3. What habit drives you crazy?
Anna said: Ignoring me when he plays the guitar (even though he’s looking right at me!) Mike said: sudden cleaning mood (yes, he’s absolutely right, I hate those!)
4. What is something your husband is really good at that other people probably don’t know about? (again, snickering)
Anna said: drawing cartoons. Mike said: (couldn’t think of anything)
5. If you had to go to 7-11 to get milk, what little surprise would you buy for your husband to take home?
Anna said: have I ever done this?? Do wives do this sort of thing?? Mike said: (silence)
6. How many keys are on your husband’s keychain right now?
Anna said: 15. Mike counted: 10. (he cheats)
7. What would your husband fix for dinner if he was home alone?
Anna said: soup. Mike said: somethin’ with chili…mmmmm chili (note to self: from now on, fix chili more than once a year.)
8. They say opposites attract; in what way are you and your husband opposites?
Anna said: In every way! Mike said: In every way (ding ding ding! our first point! smooch)
9. What is something that your husband would say is on the Honey Do list?
Anna said: hang the clock! hang the clock! Mike said: is that a euphemism?
I’ll just follow up that question with this picture. You know it went downhill fast.
Questions for the Husbands:
1. What would your wife say is your usual bedtime?
Anna said: 11 p.m. Mike said: 11 p.m. (Wow, second point right off the bat!)
2. If your husband gave you $100 cash and told you to go spend it on whatever you want, how would you spend it?
Anna said: clothes. Mike said: shoes. Anna then held out her hand for that hundred bucks. No dice.
3. What month is your mother-in-law’s birthday in?
Anna said: March Mike said: (he’s pleading the 5th)
4. What was the last thing you both laughed out loud about?
Anna said: the podcast we were listening to Mike said: same thing (3 points!)
5. What flower would your husband say you were most like in the morning? Sunflower, snapdragon, Venus flytrap, or impatient?

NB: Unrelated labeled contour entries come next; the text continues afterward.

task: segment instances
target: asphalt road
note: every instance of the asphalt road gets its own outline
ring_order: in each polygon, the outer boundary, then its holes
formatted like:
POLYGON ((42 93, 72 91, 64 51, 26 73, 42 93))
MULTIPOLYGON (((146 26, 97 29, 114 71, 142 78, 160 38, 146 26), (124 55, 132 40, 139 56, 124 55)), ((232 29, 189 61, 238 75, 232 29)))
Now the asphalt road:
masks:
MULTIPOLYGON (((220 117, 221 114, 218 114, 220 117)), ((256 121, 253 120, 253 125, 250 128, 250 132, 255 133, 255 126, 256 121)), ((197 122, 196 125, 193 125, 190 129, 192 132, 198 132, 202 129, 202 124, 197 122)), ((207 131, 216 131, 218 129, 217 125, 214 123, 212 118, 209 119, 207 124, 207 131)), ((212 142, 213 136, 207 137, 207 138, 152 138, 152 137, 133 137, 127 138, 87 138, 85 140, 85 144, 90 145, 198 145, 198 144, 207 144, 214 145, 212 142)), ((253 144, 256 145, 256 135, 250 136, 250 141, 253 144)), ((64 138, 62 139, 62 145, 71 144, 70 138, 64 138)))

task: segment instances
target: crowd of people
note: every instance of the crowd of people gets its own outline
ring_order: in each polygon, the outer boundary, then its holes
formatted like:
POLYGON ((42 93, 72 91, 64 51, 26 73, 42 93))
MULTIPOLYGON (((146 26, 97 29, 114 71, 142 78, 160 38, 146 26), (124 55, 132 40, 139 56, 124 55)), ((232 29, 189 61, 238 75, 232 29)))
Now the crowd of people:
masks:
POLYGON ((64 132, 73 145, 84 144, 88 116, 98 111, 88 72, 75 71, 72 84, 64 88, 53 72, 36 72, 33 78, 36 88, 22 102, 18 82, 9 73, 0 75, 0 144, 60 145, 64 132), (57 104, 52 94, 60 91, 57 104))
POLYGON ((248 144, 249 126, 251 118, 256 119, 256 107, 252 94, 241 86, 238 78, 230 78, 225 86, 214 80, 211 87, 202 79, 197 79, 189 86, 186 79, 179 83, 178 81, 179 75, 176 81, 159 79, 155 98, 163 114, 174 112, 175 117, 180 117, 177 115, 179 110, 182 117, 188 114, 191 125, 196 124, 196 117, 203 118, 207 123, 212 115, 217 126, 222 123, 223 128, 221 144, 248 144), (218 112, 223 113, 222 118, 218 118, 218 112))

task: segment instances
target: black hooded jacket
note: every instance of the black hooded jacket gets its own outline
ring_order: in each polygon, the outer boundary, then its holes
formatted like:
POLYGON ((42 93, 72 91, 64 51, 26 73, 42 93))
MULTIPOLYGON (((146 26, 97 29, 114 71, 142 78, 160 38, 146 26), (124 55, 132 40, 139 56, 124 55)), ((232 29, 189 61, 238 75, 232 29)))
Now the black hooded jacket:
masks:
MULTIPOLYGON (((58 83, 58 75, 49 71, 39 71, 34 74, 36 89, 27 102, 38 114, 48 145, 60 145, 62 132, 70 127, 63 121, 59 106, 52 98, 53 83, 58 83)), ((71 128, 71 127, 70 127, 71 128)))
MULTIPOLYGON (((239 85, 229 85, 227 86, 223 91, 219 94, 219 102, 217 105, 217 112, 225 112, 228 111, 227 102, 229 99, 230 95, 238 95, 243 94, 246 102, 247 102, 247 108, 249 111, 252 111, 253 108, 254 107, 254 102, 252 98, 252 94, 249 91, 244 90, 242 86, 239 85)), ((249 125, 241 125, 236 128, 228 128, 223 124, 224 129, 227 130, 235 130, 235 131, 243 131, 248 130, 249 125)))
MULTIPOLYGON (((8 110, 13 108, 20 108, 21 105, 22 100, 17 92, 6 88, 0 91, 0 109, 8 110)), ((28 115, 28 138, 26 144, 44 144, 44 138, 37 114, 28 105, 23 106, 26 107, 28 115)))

Anna said: oh this one is easy, snapdragon. Mike said: no doubt, snapdragon (4 points! high five!)
6. What word does your wife use when she’s upset?
Anna said: Crap! Mike said: (couldn’t think of one)
7. What is something your wife would says she has too much of?
(we spaced out and forgot to answer these. I would say clutter and I’m positive that Mike would say the same thing…but what do I know, we obviously don’t play this game too well!)
8. Your wife is a natural born ______________.
Anna said: encourager. Mike said: sleeper. (true, very true)
9. What is something that your wife has kept since her childhood?
Anna said: a box of pictures. Mike said: Suzy’s Zoo (then I corrected him and said, “no, that’s since college.”
10. Who apologizes first after an argument?
Anna said: I do. Mike said: She does (5 points!)
So, we got 5 out of 20 points. Well, at least we have a good sense of humor and knew we’d probably do poorly. Mike and I think completely different from each other (I’m emotional, he’s analytical) but I have to say, we’re a good match. I need him and he needs me and we are still in love and make each other laugh after 13 years. Plus, together, we conquer at the jell-o eating contest (disregard all past comments and whatever misleading information you may have otherwise heard).
That’s what really matters in a marriage.